When viewed using the overall index, the visualization differs notably from the first. The familiar U-shaped pattern largely disappears, driven by wide variation in AI exposure among lower-paying bachelor’s degree jobs. At the same time, many middle manager roles appear relatively resilient under this broader measure. Still, several themes persist: highly specialized medical jobs continue to offer the strongest combination of high wages and resiliency, while early-career writing roles and many non-managerial tech jobs remain among the least resilient.

The clearest insights emerge when switching to the Automation Resiliency Index. Writing-intensive roles see substantially lower resiliency scores, suggesting AI poses greater automation risk than augmentation potential in these occupations. By contrast, many tech roles, such as software developers and computer systems analysts, show higher resiliency under this measure, indicating AI is more likely to enhance productivity than replace workers. Not all tech jobs follow this pattern, however, as data scientists see little change between indices, reflecting continued exposure.

Together, these two views underscore an important takeaway: AI risk is not just about how much exposure a job has, but what kind of exposure it faces. For bachelor’s degree holders across the heartland, long-term career stability will increasingly depend on whether AI is positioned as a substitute or as a tool—and on how well workers are prepared to use it.

While this data paints a vivid picture, a few key points cannot be ignored. First, the Microsoft report only studied Copilot interactions, which may not be representative of AI applications or usage across different AI models. Copilot may be stronger or weaker at certain capacities compared to Google Gemini or ChatGPT, for example. Second, there is no definitive way to measure the applicability of AI to work activities.

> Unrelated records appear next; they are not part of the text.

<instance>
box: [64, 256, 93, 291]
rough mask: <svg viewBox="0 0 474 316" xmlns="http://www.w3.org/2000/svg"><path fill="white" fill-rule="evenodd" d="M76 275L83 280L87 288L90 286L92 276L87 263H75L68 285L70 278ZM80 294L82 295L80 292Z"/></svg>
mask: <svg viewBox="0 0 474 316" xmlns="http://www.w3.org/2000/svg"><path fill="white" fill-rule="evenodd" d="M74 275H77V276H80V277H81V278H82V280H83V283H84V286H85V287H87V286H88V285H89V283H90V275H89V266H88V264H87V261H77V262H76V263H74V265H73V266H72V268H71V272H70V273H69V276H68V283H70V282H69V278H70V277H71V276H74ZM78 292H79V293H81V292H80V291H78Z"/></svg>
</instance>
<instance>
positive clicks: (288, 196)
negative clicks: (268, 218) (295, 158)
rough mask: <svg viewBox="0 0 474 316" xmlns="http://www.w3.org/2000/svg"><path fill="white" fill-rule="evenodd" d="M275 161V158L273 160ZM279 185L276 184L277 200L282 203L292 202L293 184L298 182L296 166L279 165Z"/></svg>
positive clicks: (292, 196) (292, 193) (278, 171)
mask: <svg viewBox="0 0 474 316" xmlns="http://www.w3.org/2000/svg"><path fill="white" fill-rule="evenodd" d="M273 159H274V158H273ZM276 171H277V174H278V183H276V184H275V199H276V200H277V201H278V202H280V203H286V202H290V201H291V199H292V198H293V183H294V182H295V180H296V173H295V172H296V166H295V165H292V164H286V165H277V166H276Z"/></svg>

The Microsoft researchers have taken one approach, but it is still yet to be determined how AI will integrate into the economy and impact jobs. In short, there is a difference between theoretical AI applicability and applicability in practice. 

High Pay, High Resiliency Comes From Specialization

While none of the metrics explored in this piece are perfect measures of AI resiliency, we should not ignore the fact that some very high-paying jobs have high estimated resiliency across all three metrics. These are roles like nurse anesthetists, surgeons and other advanced medical professionals. However, each of these jobs requires years of education, training and credentialing.

AI may assist these professionals, but it seemingly cannot replace the human judgment, accountability and hands-on expertise they provide. These roles highlight a broader truth: the most secure and lucrative careers in an AI-driven economy are often those built on deep specialization and long-term investment in skills. For the heartland, this underscores the importance of strengthening education pipelines in health care and other specialized fields that already anchor many regional economies.

What This Means for the Heartland

Taken together, these findings reinforce a consistent message across Heartland Forward’s research: the future of work is not divided neatly between “safe” and “unsafe” jobs. Instead, it rewards adaptability, specialization and AI fluency.

The heartland is well-positioned for this transition. The region is home to world-class universities, strong health care systems and employers eager to invest in productivity-enhancing technologies. With the right alignment between education and workforce needs, heartland states can turn AI disruption into a competitive advantage.

As with jobs that do not require a bachelor’s degree, the goal of this research is not to rank careers, but to empower people with better information. In an AI-driven economy, informed choices are the foundation of resilience, and the heartland is leading the way in preparing its communities to embrace an AI-driven future.


1Employment forecasts and pay data were obtained from Lightcast.